Piedra
Nací en el límite. La frontera era Granada. De pequeño me gustaba jugar a caballo sobre los mojones y decir que estaba a la vez en Málaga y Granada.
14 noviembre 2009
13 noviembre 2009
04 noviembre 2009
A cuatro leguas de Pacanda
Braulio se crió a cuatro leguas de Pacanda, en una casa pequeña donde había más flores que espacio para los cuatro hermanos.
Ana, la menor, crecía en silencio, como un susurro; a ella sólo le gustaba oír el canto del jilguero cuando sacaban la jaula al sol de la puerta. Su música le acompañaba en los juegos de niña solitaria.

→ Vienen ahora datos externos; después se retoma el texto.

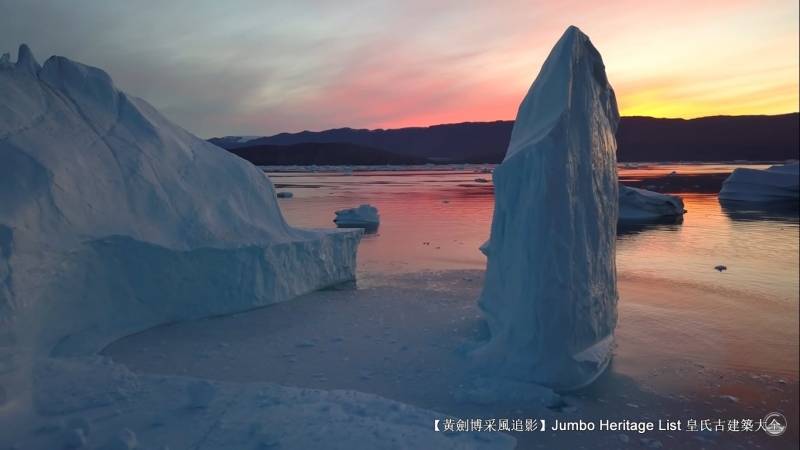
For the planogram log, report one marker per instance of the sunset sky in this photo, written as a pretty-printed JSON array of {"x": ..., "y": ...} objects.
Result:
[{"x": 249, "y": 67}]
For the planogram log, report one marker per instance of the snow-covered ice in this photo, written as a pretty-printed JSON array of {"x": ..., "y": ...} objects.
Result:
[
  {"x": 639, "y": 205},
  {"x": 112, "y": 220},
  {"x": 365, "y": 216},
  {"x": 779, "y": 183},
  {"x": 550, "y": 295}
]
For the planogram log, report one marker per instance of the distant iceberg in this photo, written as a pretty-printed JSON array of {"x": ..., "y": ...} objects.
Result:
[
  {"x": 550, "y": 296},
  {"x": 365, "y": 216},
  {"x": 640, "y": 205},
  {"x": 112, "y": 220},
  {"x": 780, "y": 183}
]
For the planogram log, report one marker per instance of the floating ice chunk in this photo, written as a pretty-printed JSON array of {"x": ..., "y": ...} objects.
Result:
[
  {"x": 550, "y": 296},
  {"x": 780, "y": 183},
  {"x": 365, "y": 216},
  {"x": 640, "y": 205}
]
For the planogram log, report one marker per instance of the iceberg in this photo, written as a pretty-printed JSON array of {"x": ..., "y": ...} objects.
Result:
[
  {"x": 640, "y": 205},
  {"x": 777, "y": 184},
  {"x": 113, "y": 219},
  {"x": 365, "y": 216},
  {"x": 550, "y": 295}
]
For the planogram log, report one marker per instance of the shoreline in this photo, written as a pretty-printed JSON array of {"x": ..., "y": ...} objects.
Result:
[{"x": 407, "y": 337}]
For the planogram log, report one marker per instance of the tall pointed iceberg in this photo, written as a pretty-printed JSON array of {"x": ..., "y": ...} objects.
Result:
[{"x": 550, "y": 295}]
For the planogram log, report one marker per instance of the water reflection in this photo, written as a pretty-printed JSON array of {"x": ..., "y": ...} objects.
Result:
[
  {"x": 666, "y": 224},
  {"x": 437, "y": 219}
]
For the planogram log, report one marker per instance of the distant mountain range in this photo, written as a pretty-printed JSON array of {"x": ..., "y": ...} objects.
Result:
[
  {"x": 322, "y": 153},
  {"x": 640, "y": 139}
]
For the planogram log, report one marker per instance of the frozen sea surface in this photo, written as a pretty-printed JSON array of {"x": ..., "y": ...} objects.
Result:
[{"x": 689, "y": 338}]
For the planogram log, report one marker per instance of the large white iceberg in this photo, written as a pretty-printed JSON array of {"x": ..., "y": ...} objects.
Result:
[
  {"x": 550, "y": 294},
  {"x": 780, "y": 183},
  {"x": 640, "y": 205},
  {"x": 113, "y": 219}
]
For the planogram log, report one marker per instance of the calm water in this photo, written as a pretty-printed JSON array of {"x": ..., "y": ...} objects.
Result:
[{"x": 437, "y": 219}]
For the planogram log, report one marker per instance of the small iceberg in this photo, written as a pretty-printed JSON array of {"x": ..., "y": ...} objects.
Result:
[
  {"x": 640, "y": 205},
  {"x": 780, "y": 183},
  {"x": 365, "y": 216}
]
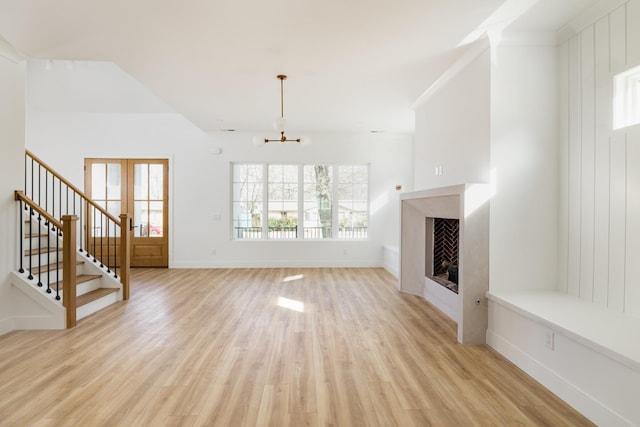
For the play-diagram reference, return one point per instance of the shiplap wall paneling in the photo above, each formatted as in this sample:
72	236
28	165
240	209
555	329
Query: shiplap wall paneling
633	32
563	158
603	126
632	289
575	166
618	39
618	172
618	214
587	221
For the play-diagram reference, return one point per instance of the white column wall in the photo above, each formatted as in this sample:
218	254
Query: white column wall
600	183
12	86
524	167
452	128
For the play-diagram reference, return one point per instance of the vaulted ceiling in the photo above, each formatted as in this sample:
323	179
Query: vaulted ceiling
353	65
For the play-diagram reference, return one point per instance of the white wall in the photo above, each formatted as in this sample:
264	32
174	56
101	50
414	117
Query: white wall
452	126
12	86
200	181
524	160
600	168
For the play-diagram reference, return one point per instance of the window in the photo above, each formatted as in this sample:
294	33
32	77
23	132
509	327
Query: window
626	103
247	200
312	202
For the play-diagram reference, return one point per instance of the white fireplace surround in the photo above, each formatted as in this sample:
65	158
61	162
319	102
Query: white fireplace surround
469	203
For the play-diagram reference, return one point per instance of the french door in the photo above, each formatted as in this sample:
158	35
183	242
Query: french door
140	188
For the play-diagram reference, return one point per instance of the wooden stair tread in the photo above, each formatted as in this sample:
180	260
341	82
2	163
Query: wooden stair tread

La recuerda muy bien, como si fuese ayer, con las dos trenzas rubias y esos ojos azules con un fondo de tristeza, quizás, por tener que jugar sola con aquel gato tan arisco que no quería moverse del rincón al sol, en el alféizar de la ventana.
Los dos hermanos mayores eran varones y con tanta diferencia de edad que coincidían en poco, no se veían ni a la hora de cenar. El trabajo con el ganado era tan duro, que cuando acababan de ordeñar a mano las vacas, Ana y Braulio ya estaban en la cama.
Braulio, en medio como el jueves, no tenía edad para acompañar a su hermana en los juegos, ni años para trabajar con los mayores.
En aquellos veranos tan largos, salía por la mañana al río, donde dejaba correr su fantasía mirando cómo lo hacía el agua. A veces seguía el vuelo de las libélulas y descubría que se posaban unas encima de otras, imaginaba algo parecido a lo que hacía el gallo con las gallinas, pero aún más difícil.
Otras veces cuando soplaba “el gallego”, pasaba las horas muertas en el campo del bramadorio, donde la rebeldía de la mar hacía bramar los bufones levantando nubes de espuma como si una fuerza, cósmica más que telúrica, quisiese unir la tierra con el cielo.
Esos días volvía a casa con ganas de charlar con su hermana y le contaba lo duro que tenía que ser para la mar querer acercarse al cielo atravesando la tierra.
Texto y fotos de Piedra
02 noviembre 2009
Luz de Pacanda
Esta luz de Pacanda
con el cielo entreverado
de pequeñas nubes.
Este sol de noviembre
que acaricia suave
el regalo de mis días.
¡Qué dicha
el otoño de la vida!
tan alejado del tiempo
en que curas sin alma
amenazaban
con el “fuego eterno”
a inocentes criaturas.
Hoy vi la mar,
estaba en calma.
Texto y foto de Piedra
29 octubre 2009
27 octubre 2009
25 octubre 2009
Pacanda

Resulta que Pacanda además de ser un pueblo de Asturias al que puse nombre durante un sueño de una noche ganada, también existe en la realidad del estado de Michoacán de Ocampo en México, donde así es llamada una isla del lago Pátzcuaro.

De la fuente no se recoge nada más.